One article focused on a government report apparently recommending targeting potential criminals from the age of three. Another blamed violent ‘sheroes’ such as Uma Thurman in Tarantino’s film Kill Bill for influencing thuggery by girls. Yet another considered reinstating harsh boot-camp-style reformatories to bring young offenders into line. There seems to be a growing trend towards seeing the solution to troublesome youth as being about tougher policing and tighter control. This is typified in the UK by the introduction of Anti-Social Behaviour Orders (ASBOs). These are civil orders made against those involved in continual antisocial behaviour. They can result in a person being banned from a specific area or associating with named persons.
A recent MORI poll found that 89% of the public support them. It is no wonder the Council of Europe’s human rights commissioner suggested that the UK was suffering from ‘Asbomania’. But is antisocial behaviour really sweeping the nation? A recent King’s College London study found that antisocial behaviour by young people has little or no effect on the quality of life of the majority of the population. That said, one in five people surveyed felt they were affected. These problems, mainly associated with rowdy teenagers in the street, were described as acute and were highest in areas of social deprivation and inner cities. So the problem is not as bad as the media would have us believe, although, if you are affected, it can be deeply unpleasant and, like most unsavoury phenomena, mainly affects the poor. I wonder if every generation feels the youth are out of control. Think of the hippies of the 1960s, punks in the 1970s, skinheads in the 1980s or, in the 1990s, rappers and Pantsulas in South Africa.
Somewhere I read that, after you lose your membership in it, the younger generation invariably seems pretty bad. Is the older generation in Europe, who are wealthier and more comfortable than ever before, simply out of touch? I know I certainly am. When I see groups of young people on the street drinking and chatting, I no longer know what they talk about or what worries them. We should ask this basic question first before passing judgement. I think this is as true in the UK as it is in South Africa.
Criminalising young people is not helpful. Only 39% of people in the UK feel ASBOs are effective, even though they support their use.
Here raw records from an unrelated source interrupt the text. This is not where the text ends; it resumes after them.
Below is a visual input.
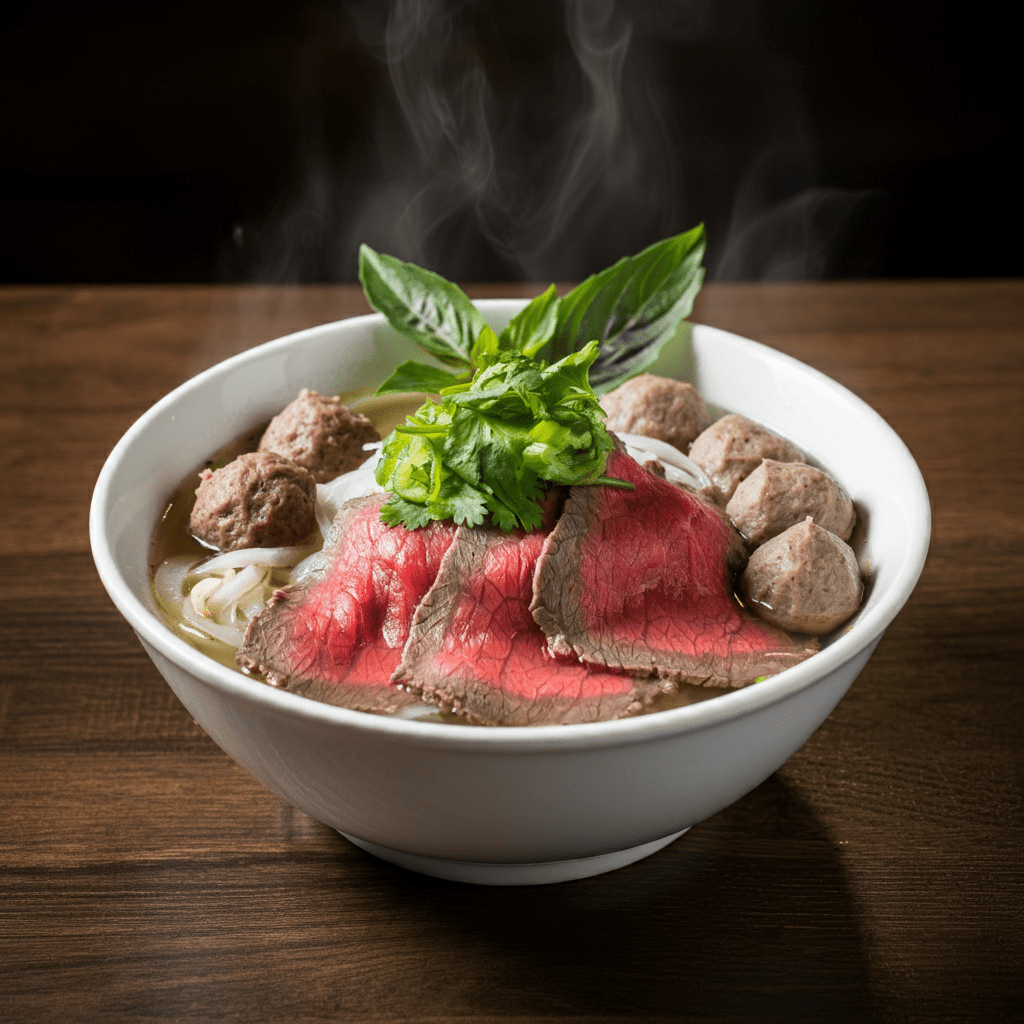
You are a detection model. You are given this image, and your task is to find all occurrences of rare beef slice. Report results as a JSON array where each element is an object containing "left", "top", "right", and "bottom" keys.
[
  {"left": 531, "top": 452, "right": 817, "bottom": 686},
  {"left": 395, "top": 526, "right": 658, "bottom": 725},
  {"left": 237, "top": 494, "right": 455, "bottom": 714}
]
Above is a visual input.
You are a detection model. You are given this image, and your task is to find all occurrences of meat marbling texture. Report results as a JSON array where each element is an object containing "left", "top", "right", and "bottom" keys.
[
  {"left": 237, "top": 494, "right": 456, "bottom": 713},
  {"left": 532, "top": 452, "right": 817, "bottom": 686},
  {"left": 396, "top": 516, "right": 657, "bottom": 725},
  {"left": 238, "top": 452, "right": 815, "bottom": 725}
]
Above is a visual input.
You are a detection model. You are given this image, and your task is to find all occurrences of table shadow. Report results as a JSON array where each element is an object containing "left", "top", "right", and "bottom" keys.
[{"left": 350, "top": 774, "right": 879, "bottom": 1024}]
Talking about young people, especially black youth, as is often the case in South Africa and elsewhere, as if they are a bunch of criminals in training is hardly useful.
Let us take one step back and diagnose problems properly and build solutions on that. Out-of-control youth do not cause social degeneration, but economic and social degeneration can create out-of-control youth.
If we know anything about young people it is that continual prohibition by adults leads to resistance. If things continue the way they are, very soon having an ASBO or criminal record will be as fashionable as having the latest mobile phone.